В обвинениях Димитрия Кидониса в адрес византийской науки, несомненно, присутствует изрядная доля обиды на своих соотечественников, не попытавшихся понять основу его увлеченности западной философией и не вступивших с ним в достойный спор, основанный не на оскорблениях, а на доказательствах. В заявлении писателя о возможности признания им своей неправоты («я сделал бы их победу лишь почетнее признанием своего поражения» — 402.67—68) в случае приведения разумных контраргументов сквозит та же мысль о неспособности его ученых коллег проявить склонности в этой сфере мыслительной деятельности.
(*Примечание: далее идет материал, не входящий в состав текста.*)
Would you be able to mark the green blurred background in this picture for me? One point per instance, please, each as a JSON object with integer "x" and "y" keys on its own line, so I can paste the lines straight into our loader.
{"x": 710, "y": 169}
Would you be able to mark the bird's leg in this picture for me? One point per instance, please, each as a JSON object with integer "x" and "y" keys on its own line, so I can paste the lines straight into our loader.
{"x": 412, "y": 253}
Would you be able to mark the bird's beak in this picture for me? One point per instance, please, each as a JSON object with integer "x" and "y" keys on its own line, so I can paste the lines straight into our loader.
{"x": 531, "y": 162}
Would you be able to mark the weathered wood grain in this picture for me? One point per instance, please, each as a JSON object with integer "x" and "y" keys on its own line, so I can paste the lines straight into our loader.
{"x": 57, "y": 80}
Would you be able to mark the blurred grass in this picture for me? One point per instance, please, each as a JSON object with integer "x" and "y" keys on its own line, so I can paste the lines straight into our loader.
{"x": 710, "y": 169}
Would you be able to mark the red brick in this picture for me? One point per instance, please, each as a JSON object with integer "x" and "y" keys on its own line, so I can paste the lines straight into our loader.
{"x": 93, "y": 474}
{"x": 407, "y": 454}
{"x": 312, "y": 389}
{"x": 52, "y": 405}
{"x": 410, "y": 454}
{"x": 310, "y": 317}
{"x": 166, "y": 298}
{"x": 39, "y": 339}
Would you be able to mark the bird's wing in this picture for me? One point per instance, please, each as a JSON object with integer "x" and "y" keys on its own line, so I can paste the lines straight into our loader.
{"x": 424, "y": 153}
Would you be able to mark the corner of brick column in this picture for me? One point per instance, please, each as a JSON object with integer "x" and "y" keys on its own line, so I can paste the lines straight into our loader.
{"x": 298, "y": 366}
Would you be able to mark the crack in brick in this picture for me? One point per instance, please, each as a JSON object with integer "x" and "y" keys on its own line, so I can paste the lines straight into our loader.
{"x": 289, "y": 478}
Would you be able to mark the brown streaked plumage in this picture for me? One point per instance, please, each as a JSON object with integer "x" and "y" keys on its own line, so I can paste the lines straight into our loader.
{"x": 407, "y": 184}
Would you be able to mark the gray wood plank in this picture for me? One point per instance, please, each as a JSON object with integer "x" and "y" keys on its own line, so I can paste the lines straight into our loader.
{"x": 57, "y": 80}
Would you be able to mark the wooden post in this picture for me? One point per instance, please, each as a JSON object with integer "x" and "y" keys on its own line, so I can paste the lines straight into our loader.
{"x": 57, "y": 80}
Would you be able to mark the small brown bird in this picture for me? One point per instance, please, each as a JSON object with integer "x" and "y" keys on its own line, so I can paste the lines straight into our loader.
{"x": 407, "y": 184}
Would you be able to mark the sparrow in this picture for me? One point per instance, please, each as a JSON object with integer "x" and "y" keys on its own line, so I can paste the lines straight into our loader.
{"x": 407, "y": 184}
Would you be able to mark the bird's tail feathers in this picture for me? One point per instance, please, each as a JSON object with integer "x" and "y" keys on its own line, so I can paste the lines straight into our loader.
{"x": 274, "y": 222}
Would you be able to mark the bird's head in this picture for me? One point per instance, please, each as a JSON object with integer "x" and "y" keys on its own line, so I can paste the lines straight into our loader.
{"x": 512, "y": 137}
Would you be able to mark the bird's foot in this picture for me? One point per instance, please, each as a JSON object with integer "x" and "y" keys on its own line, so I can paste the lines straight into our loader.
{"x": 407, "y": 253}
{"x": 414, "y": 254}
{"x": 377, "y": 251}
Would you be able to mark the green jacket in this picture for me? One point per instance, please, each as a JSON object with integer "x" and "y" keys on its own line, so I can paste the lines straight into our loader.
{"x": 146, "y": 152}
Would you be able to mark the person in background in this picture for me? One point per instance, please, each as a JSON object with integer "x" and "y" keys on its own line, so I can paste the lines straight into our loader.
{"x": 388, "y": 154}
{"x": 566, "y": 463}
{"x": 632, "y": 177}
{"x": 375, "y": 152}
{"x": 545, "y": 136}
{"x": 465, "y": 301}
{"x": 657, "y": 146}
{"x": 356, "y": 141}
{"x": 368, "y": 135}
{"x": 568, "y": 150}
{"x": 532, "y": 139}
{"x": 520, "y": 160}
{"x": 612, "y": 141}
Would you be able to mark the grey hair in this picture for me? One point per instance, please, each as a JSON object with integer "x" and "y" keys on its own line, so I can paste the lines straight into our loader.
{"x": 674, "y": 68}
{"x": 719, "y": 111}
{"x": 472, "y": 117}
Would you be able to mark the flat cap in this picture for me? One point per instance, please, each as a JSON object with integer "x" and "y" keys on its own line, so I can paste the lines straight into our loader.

Сравнивая отечественную философию с западной, Димитрий Кидонис отдавал предпочтение последней. Ее достоинства в глазах автора «Апологии» определялись не только тем, что латиняне бережнее относились к античному наследию (366.95—96), но прежде всего принятой системой аргументации. Кидонис находил, что у латинян «самый убедительный метод доказательств» (366.92), что «полнота доводов и убедительность была сходна с пением сирен» (366.88—89). Поскольку, по Кидонису, латинские ученые были сильны в логике, писатель настойчиво проводит мысль о том, что только логическое доказательство может считаться истинно научным. Им постоянно подчеркивается значение аргумента и научного вывода как определяющего фактора проявления человеческого разума: «Доказательства и умозаключения — это то, что отличает людей от неразумных тварей и определяет наше превосходство...» (388.30—31). Автор «Апологии» стремится убедить своих читателей в большой научной значимост/ сочинений латинских авторов: «Я знаю, что после чтения вы скажете, что лишь немногое можно отложить в сторону» (383.49—50).
На фоне латинской философии византийская ученая среда с ее склонностью к многословию и эффектной позе, с точки зрения Димитрия Кидониса, не вызывала уважения. Писатель считал, что интеллектуальный спор, как и военное сражение, требует соответствующего оружия. Выходить на диспут, не владея искусством аргумента и контраргумента, равносильно тому, чтобы вступать в бой, имея только щит из листьев (400.74). Присущее византийским диспутам краснобайство напоминало Димитрию Кидонису ситуацию, когда в бою танцуют, а не стреляют (393.71—72). Писатель, отрицая кажущееся ему губительным стремление диспутантов к излишне эмоциональному выражению своего отношения к обсуждаемой проблеме, ратует за умение сражаться средствами логики (402.78).
Надо полагать, что на подобную оценку византийской науки Димитрием Кидонисом повлияло его отрицательное отношение к паламизму, влияние которого во многом определяло интеллектуальную жизнь в империи. Как известно, теологический антиномизм византийской системы мышления был статичен. Человеческому разуму отводилась второстепенная по сравнению с чувствами роль в процессе познания (49, 59). Концепция Григория Паламы исходила из необходимости обоснования психосоматического метода творения молитвы афонских монахов и применяемых ими чувственно-опытных приемов общения с богом. Признание Паламой первенствующего значения чувств над разумом в процессе познания бога толкало образованных людей, не разделявших этой концепции, активно обосновывать преимущества не согласующейся с паламизмом логической системы исследований.